I haven't gone as far as putting my root filesystem on LVM, but all my other partitions are.

Need some space in /var? it's as easy as

lvextend -L3G /dev/lvm0311/var-dirk
resize_reiserfs /dev/mapper/lvm0311-var--dirk

No rebooting or even unmounting required.

—Posted by Dan Connolly on 22 Sep 2004 @ 01:36 UTC #

I have included your report into the TuxMobil Linux Laptops and Notebook Survey (http://tuxmobil.org/ibm.html). -- Werner

—Posted by Werner Heuser on 02 Oct 2004 @ 10:52 UTC #

I just got a T42p myself, after living with a T30 for a couple of years.

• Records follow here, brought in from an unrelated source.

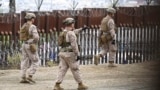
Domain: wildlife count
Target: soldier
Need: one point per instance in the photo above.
(107, 38)
(30, 58)
(69, 55)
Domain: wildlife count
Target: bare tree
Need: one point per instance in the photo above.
(38, 4)
(12, 7)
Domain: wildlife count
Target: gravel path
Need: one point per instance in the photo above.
(142, 76)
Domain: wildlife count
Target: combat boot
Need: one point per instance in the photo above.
(58, 87)
(29, 78)
(111, 64)
(81, 86)
(24, 80)
(96, 59)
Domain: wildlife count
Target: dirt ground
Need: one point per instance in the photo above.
(140, 76)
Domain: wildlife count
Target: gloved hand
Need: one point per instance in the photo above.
(84, 27)
(78, 58)
(113, 42)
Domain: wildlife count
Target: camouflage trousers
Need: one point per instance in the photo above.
(111, 49)
(67, 60)
(29, 61)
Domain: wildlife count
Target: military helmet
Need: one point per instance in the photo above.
(30, 15)
(68, 21)
(111, 10)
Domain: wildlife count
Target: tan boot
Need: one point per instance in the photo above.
(111, 64)
(58, 87)
(24, 80)
(96, 59)
(81, 86)
(29, 78)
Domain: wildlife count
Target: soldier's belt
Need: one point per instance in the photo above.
(66, 50)
(106, 33)
(28, 42)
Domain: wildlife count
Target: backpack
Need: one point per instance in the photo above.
(24, 32)
(62, 38)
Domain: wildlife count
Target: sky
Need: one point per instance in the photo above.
(49, 5)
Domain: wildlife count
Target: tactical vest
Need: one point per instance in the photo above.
(104, 22)
(62, 39)
(24, 32)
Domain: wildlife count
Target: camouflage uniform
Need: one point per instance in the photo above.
(109, 35)
(68, 57)
(29, 62)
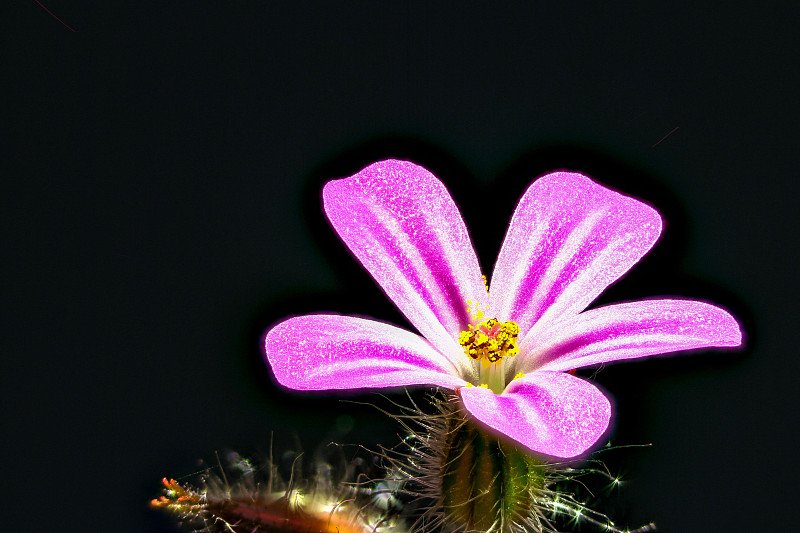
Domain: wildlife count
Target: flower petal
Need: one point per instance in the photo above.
(321, 352)
(569, 239)
(549, 412)
(402, 225)
(628, 331)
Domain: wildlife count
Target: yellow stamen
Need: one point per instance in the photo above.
(490, 341)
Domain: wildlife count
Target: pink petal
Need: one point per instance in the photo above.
(402, 225)
(320, 352)
(549, 412)
(569, 239)
(630, 330)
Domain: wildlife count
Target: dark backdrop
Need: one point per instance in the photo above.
(161, 208)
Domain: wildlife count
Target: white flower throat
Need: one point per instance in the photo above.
(490, 342)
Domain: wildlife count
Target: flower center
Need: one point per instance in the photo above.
(490, 341)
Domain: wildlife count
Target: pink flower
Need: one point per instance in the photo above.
(568, 240)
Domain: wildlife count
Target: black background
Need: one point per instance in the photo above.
(161, 208)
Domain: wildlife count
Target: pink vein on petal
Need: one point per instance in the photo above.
(568, 240)
(403, 226)
(319, 352)
(549, 412)
(630, 330)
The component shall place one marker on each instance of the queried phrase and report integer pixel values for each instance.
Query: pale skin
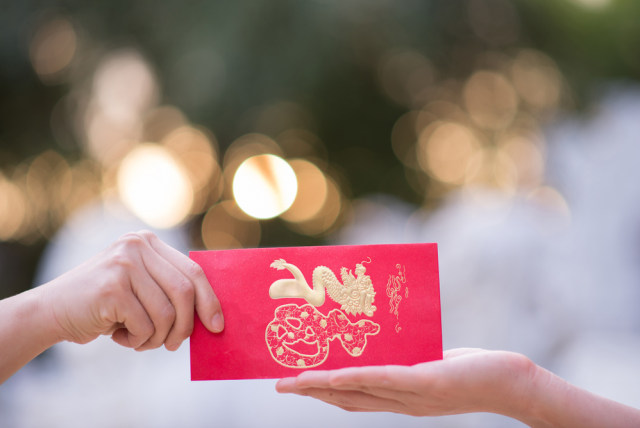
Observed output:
(139, 290)
(465, 381)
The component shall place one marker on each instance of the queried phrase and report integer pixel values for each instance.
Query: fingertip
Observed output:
(285, 385)
(172, 346)
(217, 322)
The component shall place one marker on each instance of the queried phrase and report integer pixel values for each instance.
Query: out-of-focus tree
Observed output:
(412, 98)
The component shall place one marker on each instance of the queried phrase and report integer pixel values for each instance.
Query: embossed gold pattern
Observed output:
(294, 324)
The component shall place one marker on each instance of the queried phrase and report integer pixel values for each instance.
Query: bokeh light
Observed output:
(312, 192)
(264, 186)
(197, 152)
(154, 186)
(445, 151)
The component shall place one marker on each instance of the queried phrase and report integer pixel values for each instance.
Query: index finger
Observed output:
(206, 302)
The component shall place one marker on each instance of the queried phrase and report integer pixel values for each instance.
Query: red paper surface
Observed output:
(267, 337)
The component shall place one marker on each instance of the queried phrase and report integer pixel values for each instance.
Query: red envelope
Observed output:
(292, 309)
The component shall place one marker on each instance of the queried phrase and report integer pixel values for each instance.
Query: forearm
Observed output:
(553, 402)
(27, 328)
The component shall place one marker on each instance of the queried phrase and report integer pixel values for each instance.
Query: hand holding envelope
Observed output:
(139, 290)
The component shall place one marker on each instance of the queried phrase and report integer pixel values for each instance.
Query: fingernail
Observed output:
(217, 323)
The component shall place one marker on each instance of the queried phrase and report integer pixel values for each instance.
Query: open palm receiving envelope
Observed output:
(293, 309)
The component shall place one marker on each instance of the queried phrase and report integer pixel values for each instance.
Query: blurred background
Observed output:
(507, 131)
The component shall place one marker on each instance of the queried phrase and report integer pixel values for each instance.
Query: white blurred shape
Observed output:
(265, 186)
(155, 186)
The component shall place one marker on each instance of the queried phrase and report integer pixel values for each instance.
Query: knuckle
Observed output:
(131, 241)
(168, 314)
(183, 289)
(193, 270)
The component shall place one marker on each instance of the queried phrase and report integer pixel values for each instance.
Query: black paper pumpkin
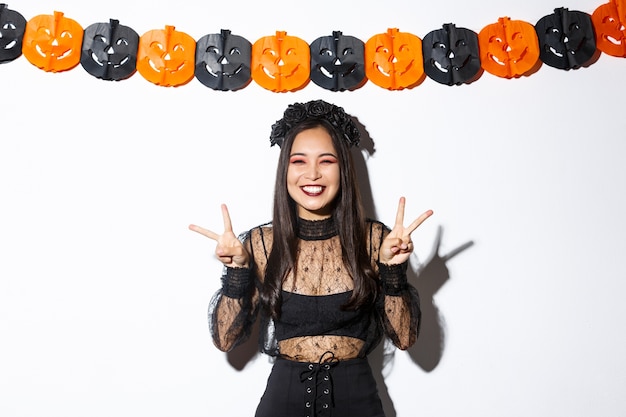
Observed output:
(109, 50)
(451, 55)
(223, 61)
(566, 39)
(12, 27)
(337, 62)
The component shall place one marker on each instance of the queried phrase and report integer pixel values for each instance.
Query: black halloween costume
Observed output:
(321, 367)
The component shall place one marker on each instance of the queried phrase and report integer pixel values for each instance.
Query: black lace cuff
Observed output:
(393, 278)
(236, 282)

Turning off the touchpad on IBM thinkpad T3x/4x is as simple as toggling a BIOS option. Just hit F1 during the POST screen and you'll find it. Bluetooth works under bluez-utils. CD burning works under k3b. I haven't tried the DVD burner yet.

—Posted by jcypher on 05 Oct 2004 @ 09:30 UTC #

Norm, I found out today that I have a new T42p work machine on the way, as a replacement for my current company-issues notebook.

After I get it, I think I may want some more details about the part where you "renamed a few things and made a couple of links" before you ran "make install" to build your X.org server.

—Posted by Michael Smith on 07 Oct 2004 @ 05:27 UTC #

Probably you've figured out by now that you can turn off the touchpad via BIOS.

—Posted by Michael Smith on 08 Jan 2005 @ 02:30 UTC #

I was wondering something if you know. I have a sony vaio laptop. I just rebooted microsoft windows xp onto it after my windows program was corrupted. Now i have no sound to my windows media player. So i cant play any movies or music. How do i get the sound back on my laptop?